The move brings the ban on new conventional cars and vans forward by 10 years from 2040, although sales of some hybrid vehicles will be allowed until 2035. It aims to accelerate the transition to electric vehicles to cut climate emissions and air pollution, as part of the Prime Minister’s 10-point plan for a ‘green industrial revolution’ to boost jobs and cut emissions to net zero by 2050.
The PM outlined new investment of £1.3 billion to accelerate the rollout of chargepoints in homes, streets, and on motorways, to make electric vehicles easier to charge up, and £582 million in grants for those buying zero or ultra-low emission vehicles to help reduce the costs.
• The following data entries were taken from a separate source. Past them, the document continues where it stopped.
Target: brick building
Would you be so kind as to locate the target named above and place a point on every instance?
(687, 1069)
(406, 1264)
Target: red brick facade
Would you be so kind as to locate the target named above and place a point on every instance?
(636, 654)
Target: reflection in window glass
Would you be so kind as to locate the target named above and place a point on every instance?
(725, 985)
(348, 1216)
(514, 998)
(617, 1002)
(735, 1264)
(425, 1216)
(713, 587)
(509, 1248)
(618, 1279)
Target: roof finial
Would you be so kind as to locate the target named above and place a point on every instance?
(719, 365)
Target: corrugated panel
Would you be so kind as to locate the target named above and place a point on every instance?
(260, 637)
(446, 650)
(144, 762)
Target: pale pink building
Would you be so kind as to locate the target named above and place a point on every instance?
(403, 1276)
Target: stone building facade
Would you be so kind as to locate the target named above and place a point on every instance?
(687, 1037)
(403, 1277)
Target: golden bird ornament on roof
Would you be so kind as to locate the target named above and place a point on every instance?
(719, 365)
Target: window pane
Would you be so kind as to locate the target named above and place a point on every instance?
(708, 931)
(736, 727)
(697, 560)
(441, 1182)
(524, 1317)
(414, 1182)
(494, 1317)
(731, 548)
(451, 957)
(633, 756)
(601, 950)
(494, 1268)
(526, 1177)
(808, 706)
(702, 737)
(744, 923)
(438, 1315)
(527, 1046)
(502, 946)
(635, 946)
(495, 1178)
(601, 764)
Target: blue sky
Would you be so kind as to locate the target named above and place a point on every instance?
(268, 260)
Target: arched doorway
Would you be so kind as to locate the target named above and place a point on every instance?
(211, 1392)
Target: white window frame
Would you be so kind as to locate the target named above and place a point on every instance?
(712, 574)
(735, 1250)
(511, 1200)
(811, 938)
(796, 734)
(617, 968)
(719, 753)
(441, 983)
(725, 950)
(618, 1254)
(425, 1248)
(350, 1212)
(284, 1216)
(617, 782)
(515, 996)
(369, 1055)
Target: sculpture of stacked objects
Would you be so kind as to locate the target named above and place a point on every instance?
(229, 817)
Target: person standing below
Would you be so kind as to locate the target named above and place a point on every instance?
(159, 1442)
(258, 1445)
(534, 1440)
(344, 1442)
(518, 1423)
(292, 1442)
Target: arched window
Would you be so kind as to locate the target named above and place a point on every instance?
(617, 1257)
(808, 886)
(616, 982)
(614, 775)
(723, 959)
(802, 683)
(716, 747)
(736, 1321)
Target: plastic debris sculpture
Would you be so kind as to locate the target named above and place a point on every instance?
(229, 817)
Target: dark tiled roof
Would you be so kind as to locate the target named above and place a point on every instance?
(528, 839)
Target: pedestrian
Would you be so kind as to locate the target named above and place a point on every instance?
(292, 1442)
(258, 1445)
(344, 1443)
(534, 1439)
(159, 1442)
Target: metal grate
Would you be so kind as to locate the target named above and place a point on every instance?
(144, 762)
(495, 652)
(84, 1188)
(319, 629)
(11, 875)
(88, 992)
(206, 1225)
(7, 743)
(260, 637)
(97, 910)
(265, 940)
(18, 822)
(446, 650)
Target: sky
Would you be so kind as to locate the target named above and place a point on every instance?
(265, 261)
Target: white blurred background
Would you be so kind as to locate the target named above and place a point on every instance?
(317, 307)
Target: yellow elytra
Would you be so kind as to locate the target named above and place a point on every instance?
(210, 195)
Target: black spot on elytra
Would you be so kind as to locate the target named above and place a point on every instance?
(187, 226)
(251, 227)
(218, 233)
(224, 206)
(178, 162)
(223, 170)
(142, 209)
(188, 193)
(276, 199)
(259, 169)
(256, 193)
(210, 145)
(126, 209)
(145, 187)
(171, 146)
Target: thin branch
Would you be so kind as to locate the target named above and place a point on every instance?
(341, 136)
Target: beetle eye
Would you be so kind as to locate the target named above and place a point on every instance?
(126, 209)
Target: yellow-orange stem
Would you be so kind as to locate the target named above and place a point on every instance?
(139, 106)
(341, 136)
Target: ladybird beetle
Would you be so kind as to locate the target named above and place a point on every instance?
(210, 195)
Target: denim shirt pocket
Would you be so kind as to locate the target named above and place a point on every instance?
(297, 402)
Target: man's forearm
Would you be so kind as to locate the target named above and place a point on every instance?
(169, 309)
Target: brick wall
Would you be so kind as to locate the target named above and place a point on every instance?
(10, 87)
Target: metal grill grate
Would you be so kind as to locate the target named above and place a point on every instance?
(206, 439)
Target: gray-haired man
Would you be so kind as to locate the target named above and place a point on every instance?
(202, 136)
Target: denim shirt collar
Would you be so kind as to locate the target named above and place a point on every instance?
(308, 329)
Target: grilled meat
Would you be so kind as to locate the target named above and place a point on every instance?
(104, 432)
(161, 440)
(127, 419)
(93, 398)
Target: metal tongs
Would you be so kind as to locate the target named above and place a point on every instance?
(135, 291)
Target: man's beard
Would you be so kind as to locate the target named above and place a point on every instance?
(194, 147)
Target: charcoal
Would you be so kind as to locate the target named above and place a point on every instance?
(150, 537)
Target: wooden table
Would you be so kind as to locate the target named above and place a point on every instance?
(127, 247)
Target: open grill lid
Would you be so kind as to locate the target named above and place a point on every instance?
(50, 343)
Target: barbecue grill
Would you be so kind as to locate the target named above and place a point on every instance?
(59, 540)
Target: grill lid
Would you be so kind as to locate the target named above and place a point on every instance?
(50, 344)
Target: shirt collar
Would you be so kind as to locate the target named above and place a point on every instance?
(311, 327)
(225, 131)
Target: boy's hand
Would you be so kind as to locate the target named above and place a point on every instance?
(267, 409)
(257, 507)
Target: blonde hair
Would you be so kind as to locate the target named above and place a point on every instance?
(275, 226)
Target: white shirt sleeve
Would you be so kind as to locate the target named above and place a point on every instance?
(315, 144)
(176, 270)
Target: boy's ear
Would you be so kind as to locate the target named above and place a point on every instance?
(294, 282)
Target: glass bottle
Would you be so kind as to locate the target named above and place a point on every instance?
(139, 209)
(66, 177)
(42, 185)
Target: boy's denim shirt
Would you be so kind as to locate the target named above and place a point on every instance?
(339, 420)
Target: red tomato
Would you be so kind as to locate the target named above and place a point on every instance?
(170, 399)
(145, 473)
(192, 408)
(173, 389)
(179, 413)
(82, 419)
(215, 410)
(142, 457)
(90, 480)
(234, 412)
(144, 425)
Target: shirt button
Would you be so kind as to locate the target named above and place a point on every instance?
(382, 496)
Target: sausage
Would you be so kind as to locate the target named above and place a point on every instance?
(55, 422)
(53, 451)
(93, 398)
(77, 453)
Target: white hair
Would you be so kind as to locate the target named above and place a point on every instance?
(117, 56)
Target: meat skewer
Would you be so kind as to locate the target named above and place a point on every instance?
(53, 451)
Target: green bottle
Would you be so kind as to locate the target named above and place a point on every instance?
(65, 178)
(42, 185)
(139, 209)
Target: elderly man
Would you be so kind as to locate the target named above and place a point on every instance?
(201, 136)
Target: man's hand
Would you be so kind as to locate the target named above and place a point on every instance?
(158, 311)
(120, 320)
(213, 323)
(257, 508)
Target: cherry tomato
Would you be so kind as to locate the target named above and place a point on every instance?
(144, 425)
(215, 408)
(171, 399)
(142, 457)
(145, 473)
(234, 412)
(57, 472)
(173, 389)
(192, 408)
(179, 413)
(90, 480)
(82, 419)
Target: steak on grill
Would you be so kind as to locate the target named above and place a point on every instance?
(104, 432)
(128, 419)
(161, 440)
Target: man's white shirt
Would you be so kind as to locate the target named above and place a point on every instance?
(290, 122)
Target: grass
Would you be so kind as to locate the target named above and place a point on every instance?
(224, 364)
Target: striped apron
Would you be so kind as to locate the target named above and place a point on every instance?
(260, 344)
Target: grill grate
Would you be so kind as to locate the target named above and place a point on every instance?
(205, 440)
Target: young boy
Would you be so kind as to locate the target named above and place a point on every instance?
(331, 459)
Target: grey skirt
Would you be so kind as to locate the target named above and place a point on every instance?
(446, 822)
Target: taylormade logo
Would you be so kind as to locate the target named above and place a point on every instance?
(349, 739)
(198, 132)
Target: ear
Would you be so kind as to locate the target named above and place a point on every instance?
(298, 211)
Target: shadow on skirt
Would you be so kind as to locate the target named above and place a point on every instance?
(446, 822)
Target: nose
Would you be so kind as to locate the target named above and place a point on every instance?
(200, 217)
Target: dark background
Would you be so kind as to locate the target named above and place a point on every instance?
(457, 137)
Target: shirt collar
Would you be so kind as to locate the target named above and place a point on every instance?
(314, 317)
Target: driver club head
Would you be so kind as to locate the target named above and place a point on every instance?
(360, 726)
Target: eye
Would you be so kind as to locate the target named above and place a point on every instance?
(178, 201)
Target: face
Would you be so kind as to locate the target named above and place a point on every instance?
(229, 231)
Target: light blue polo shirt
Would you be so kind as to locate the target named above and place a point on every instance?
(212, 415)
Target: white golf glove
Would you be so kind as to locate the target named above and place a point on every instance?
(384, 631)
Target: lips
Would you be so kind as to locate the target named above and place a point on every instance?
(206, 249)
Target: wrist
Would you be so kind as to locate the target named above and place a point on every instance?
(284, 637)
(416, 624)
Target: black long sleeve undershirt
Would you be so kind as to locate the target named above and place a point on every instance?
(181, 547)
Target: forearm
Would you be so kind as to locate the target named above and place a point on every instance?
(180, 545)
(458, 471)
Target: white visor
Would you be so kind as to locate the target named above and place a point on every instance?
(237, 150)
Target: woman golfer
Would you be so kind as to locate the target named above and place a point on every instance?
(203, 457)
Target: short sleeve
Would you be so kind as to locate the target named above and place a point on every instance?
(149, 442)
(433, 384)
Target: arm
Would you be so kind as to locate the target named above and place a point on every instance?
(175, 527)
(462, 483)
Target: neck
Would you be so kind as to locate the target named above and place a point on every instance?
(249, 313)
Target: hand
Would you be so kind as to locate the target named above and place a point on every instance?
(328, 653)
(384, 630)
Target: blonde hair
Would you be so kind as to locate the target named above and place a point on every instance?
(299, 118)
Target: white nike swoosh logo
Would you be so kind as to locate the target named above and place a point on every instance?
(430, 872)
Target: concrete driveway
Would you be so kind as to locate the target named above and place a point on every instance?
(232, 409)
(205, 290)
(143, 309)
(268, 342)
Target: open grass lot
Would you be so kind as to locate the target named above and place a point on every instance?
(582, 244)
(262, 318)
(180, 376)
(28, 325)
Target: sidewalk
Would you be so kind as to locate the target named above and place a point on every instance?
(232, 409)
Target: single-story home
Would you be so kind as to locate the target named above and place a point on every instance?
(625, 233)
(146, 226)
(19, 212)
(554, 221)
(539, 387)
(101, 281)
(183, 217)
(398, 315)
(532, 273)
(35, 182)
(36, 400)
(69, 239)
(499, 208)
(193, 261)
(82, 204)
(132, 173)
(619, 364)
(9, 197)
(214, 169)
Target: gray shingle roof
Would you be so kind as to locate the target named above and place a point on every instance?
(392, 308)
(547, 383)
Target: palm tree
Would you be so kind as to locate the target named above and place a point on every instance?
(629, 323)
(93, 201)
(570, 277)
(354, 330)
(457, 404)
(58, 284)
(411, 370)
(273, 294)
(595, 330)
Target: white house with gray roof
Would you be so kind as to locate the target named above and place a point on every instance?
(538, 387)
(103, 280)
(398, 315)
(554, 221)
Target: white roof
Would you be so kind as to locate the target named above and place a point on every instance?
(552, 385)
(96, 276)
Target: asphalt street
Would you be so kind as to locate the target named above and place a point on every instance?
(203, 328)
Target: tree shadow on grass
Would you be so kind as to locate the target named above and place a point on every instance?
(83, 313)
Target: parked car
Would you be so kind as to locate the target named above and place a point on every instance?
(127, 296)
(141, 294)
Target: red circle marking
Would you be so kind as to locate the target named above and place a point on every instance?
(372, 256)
Nearly £500 million will be spent in the next four years for the development and mass-scale production of electric vehicle batteries, helping to boost manufacturing bases including in the Midlands and North East, he said.
The Government will also launch a consultation on the phase out of new diesel HGVs to clean up freight transport, though no date has been set.
Elsewhere in the 10-point plan, there are moves to have the UK’s first town entirely heated by hydrogen by the end of the decade, a renewed push on nuclear power and support for restoring nature and for walking and cycling.
Mr Johnson, who has already highlighted plans to power every home in the country by offshore wind within 10 years as part of his vision, said the moves would support up to 250,000 jobs. The ban on petrol and diesel cars is to encourage Brits to go electric.
He will meet with businesses on Wednesday to set out planned regulatory changes and discuss their contributions.
The Government also said new investment formed part of £12 billion mobilised for the plan, though Labour said only £4 billion of the funding was new and called for a much bigger investment in a green recovery. The UK has legal a target to cut greenhouse gases to net zero by 2050, requiring huge cuts to emissions and any remaining pollution from hard-to-treat sectors such as aviation ‘offset’ by measures such as planting trees.
There is also pressure on the UK to set out ambitious action to tackle the climate crisis as hosts of the United Nations Cop26 summit which was delayed by the pandemic and is now taking place in Glasgow in November 2021.